Fast forward to last week. I'd been sick for the whole week (yet another cold, yet more days home from work, the whole nine yards of creative despair [try hacking syslinux when you're feeling sickly, and you can guess how I felt last week when I was trying to hack syslinux]), and I finally began to feel a little bit better on Saturday morning. So I went into the bathroom and disassembled one of the shower faucets so I could repack the (surprise!) leaky valve mechanism, and when I reassembled it, the valve stem shattered (and we had to hire, on short notice, a handyman to do emergency repairs.)
When he was done and we turned the hot water back on, the hot water bath faucet started to run and couldn't be shut off. It turns out that that thing had decided to disintegrate in solidarity with the shower valve. The handyman immediately patched it up (by wedging all the parts in and tightening it hard closed), but that meant that the best and I had to go shopping for new faucets.

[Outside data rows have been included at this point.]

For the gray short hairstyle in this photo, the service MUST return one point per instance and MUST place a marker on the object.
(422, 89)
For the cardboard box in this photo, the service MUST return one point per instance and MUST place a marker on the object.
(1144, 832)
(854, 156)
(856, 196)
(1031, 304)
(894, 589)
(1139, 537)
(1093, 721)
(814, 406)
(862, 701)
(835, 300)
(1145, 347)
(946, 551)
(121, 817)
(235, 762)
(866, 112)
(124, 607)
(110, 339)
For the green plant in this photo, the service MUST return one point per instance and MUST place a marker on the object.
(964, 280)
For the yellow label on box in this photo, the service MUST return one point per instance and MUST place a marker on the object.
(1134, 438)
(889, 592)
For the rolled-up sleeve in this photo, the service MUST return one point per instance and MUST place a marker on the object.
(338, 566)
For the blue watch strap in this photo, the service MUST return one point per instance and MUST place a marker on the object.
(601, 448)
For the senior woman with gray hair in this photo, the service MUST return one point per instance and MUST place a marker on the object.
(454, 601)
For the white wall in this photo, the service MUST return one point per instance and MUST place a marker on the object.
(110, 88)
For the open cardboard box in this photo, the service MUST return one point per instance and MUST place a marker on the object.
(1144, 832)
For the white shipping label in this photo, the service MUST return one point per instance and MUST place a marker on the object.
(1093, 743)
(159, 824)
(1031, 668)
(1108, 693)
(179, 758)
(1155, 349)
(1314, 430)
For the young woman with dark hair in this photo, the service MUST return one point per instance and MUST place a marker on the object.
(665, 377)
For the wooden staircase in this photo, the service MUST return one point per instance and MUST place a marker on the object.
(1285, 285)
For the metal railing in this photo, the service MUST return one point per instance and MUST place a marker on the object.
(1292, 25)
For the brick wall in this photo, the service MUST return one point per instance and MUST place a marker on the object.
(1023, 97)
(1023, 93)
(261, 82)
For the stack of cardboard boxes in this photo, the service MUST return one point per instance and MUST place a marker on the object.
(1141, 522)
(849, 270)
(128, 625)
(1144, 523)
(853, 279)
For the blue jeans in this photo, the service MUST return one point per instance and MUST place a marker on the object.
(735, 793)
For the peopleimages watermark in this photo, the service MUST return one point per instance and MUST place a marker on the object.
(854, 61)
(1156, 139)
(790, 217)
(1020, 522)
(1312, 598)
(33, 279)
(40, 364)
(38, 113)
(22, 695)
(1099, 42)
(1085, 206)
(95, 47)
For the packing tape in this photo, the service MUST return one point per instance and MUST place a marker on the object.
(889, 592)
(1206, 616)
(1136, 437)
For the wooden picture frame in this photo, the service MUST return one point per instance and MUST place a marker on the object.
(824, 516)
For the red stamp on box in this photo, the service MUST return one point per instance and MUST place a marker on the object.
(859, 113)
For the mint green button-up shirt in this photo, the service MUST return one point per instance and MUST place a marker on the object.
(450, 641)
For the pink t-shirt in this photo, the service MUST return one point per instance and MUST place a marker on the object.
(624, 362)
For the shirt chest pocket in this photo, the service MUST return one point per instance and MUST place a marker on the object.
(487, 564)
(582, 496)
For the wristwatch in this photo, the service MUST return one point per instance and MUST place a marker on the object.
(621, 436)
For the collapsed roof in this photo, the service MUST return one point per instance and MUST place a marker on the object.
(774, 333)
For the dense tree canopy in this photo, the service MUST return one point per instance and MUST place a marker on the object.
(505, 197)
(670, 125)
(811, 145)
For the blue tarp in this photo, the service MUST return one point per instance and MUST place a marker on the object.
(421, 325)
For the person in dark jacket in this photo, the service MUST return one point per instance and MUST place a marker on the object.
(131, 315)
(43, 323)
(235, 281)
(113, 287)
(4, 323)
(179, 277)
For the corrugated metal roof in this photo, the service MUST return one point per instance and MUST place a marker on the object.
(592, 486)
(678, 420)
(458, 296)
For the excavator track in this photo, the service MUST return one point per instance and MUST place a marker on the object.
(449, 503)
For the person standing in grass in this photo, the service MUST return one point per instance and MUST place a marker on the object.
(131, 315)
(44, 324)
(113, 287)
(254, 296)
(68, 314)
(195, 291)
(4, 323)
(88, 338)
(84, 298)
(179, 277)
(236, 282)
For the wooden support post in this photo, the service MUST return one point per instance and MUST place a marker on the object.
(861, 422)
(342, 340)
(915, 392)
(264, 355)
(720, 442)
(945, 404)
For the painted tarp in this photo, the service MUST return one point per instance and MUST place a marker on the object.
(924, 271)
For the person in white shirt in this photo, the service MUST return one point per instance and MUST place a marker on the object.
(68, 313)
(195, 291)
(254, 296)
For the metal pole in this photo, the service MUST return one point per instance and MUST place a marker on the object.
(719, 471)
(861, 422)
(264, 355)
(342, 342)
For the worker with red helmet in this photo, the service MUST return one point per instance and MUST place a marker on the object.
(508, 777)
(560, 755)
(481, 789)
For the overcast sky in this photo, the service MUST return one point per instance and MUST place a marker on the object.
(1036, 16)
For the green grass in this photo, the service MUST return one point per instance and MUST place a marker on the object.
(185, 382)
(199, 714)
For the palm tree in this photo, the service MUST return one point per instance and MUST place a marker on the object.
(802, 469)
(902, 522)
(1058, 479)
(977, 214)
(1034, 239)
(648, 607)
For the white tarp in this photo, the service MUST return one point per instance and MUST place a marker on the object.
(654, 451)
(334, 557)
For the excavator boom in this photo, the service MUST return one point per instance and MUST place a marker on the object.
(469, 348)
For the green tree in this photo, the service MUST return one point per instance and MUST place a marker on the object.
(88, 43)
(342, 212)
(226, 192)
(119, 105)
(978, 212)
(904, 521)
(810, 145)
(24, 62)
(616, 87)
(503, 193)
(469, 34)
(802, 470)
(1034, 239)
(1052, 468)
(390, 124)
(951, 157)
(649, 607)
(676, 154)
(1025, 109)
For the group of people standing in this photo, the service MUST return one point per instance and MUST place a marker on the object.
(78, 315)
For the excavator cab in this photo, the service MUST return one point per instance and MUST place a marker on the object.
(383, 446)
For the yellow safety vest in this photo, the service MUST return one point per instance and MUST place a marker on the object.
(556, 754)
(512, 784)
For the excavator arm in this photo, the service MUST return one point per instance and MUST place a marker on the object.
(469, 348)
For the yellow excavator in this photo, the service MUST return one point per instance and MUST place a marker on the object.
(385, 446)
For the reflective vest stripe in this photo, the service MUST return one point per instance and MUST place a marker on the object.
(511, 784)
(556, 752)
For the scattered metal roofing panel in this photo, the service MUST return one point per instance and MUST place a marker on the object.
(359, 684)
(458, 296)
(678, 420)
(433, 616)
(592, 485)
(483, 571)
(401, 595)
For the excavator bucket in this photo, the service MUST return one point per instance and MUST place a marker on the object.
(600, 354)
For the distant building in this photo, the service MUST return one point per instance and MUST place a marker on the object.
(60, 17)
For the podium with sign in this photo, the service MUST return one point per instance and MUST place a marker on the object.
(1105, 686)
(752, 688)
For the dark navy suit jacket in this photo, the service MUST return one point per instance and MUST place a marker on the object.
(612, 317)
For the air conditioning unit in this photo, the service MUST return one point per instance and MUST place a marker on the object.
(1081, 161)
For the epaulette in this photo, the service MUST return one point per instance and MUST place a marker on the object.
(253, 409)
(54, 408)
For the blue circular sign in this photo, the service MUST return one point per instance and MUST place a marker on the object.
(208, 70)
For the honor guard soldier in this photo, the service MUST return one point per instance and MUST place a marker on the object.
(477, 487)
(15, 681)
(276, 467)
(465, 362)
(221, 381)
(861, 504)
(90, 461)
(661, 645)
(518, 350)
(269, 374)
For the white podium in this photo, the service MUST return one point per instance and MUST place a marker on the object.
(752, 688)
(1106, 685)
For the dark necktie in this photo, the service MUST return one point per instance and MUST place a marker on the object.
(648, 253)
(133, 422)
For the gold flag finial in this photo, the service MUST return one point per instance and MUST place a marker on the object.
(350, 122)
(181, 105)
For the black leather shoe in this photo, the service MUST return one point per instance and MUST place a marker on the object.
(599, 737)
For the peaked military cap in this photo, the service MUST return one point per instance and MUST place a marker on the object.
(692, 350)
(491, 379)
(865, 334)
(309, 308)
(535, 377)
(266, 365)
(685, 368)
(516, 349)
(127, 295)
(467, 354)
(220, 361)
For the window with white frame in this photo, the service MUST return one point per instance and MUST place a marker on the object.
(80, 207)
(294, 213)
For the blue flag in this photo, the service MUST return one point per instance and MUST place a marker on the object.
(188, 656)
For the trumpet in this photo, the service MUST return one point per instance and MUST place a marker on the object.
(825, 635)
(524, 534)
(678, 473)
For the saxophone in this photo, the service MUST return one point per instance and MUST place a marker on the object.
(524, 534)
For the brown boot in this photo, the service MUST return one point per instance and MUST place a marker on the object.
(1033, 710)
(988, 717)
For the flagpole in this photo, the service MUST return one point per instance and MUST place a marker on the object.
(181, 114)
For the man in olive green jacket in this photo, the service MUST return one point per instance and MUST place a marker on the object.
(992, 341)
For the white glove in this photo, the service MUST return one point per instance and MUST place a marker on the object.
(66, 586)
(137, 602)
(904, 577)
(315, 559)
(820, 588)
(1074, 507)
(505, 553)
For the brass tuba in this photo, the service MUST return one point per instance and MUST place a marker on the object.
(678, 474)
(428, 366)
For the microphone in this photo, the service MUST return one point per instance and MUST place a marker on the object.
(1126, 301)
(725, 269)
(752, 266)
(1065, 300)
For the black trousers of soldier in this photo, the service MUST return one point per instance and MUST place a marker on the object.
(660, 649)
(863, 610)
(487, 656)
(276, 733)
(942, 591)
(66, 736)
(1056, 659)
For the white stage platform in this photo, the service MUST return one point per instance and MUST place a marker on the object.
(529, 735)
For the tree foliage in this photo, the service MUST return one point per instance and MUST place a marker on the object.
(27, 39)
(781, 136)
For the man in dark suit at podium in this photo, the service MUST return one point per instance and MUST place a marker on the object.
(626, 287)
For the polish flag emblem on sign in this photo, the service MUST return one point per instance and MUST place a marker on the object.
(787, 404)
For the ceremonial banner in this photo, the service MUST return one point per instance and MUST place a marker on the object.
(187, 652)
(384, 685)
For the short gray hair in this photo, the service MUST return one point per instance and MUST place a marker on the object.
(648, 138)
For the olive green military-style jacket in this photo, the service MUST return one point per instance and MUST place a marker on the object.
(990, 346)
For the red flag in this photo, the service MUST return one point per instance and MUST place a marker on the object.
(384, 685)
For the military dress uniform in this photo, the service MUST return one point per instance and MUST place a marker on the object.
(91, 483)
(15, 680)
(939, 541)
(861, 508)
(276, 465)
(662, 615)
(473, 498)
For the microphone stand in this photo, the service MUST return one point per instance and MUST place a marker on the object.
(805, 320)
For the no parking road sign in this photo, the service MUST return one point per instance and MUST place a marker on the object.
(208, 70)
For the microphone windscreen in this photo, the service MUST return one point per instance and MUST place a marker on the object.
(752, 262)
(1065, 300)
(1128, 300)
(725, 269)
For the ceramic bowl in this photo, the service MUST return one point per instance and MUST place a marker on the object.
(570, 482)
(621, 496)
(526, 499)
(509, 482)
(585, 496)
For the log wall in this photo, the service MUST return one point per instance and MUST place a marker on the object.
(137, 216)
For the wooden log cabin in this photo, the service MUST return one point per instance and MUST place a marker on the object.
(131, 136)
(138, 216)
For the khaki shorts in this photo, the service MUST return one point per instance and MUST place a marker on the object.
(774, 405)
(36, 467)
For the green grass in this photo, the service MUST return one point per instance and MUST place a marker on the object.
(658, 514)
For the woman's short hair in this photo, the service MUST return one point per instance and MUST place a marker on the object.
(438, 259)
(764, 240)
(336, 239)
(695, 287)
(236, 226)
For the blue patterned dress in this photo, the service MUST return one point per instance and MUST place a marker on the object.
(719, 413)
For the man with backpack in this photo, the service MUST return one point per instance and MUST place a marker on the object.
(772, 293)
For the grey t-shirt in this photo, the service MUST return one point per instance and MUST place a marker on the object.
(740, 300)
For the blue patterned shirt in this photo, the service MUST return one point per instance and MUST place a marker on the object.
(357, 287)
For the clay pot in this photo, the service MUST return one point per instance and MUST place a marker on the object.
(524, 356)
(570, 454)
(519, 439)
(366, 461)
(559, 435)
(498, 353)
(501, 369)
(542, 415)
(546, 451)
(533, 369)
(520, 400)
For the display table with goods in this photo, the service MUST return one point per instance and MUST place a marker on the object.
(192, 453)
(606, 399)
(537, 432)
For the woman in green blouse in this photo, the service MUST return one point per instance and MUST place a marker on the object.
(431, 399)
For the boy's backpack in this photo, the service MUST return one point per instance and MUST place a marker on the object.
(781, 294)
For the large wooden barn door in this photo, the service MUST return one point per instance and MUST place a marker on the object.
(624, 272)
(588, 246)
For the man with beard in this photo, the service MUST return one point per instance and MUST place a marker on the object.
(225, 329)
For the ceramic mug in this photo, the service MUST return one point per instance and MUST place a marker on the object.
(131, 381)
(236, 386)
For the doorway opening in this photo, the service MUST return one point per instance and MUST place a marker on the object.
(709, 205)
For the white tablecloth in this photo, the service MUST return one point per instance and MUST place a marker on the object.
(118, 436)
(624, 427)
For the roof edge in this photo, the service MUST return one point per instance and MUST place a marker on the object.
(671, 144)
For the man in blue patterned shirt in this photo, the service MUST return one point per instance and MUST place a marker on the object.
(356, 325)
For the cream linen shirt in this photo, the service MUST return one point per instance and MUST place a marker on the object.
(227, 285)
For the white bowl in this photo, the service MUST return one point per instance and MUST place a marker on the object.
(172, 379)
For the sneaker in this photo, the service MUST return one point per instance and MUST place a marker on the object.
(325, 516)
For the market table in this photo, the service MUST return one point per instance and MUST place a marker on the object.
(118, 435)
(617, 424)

Unfortunately, we'd decided that we wanted to redo the faucet arrangement and make it a bit less brain-damaged. This means that when we went to the plumbing supply houses and asked about combined shower/bath valves and mentioned the magic phrases "old bathtub" "broken plumbing" "period appearance", the people we talked to immediately got dollar signs in their eyes and started talking about "oh, you'll need a new bathtub, so that won't cost more than about $1700, and you'll need a contractor to come in and replumb, and that won't cost more than about $5000, and we can build you a shower/bath valve for around $1000, because the one you have now..." -- and this was said without even seeing the plumbing -- "... doesn't meet code and will have to be removed because it doesn't have <foo>" (where foo is valves, pressure triggers, or any of a dozen other things, none of which our bathtub has, and none of which triggered a "this isn't code" warning when we bought the house. And all of these foo are, by some wonderful coincidence, too hard for mere mortals to install)
Three plumbing supply houses later, we finally got a replacement faucet. At this store we didn't bother to mention anything that included the magic word "renovation", so the replacement faucet cost $4.50 instead of the $250 that the other plumbing supply stores assured us was the cheapest you could get even the simplest faucet for.
But, this faucet wouldn't do us much good unless we installed it in the bathtub. Previous plumbing jobs had familiarised me with the plumbing technique that the landlords used -- don't use gaskets or locking nuts, do use lots and lots of filler putty and bolt things down so hard that it takes a major effort to unscrew things. This was no exception. And it was tucked under the back edge of the bathtub, in a place you can't reach without some pretty elaborate gyrations:
Looks easy, doesn't it? And just look carefully at how the pipes are just sort of tossed in there to make up for any sort of plumbing skill. It took me approximately a hour to unscrew the old (broken) faucet and screw in the new (working, so far, and there's no torrent of water down onto the first floor yet) one.
So we've now got the hot water valves fixed on the tub, and "fixed" on the shower. But the shower still leaks, so we have to replace the plumbing with a more coherent system, because the floor back there is still a complete and absolute disaster area:
It's the joy of home ownership. We're rich enough we can hire someone else to do the work, but I'd rather save the money and do the work myself. I can see why people like to have someone build them a house; an old house like ours is a neverending supply of unhappy structural surprises, all of which need to be fixed unless we wish to wake up one morning in a large pile of rubble.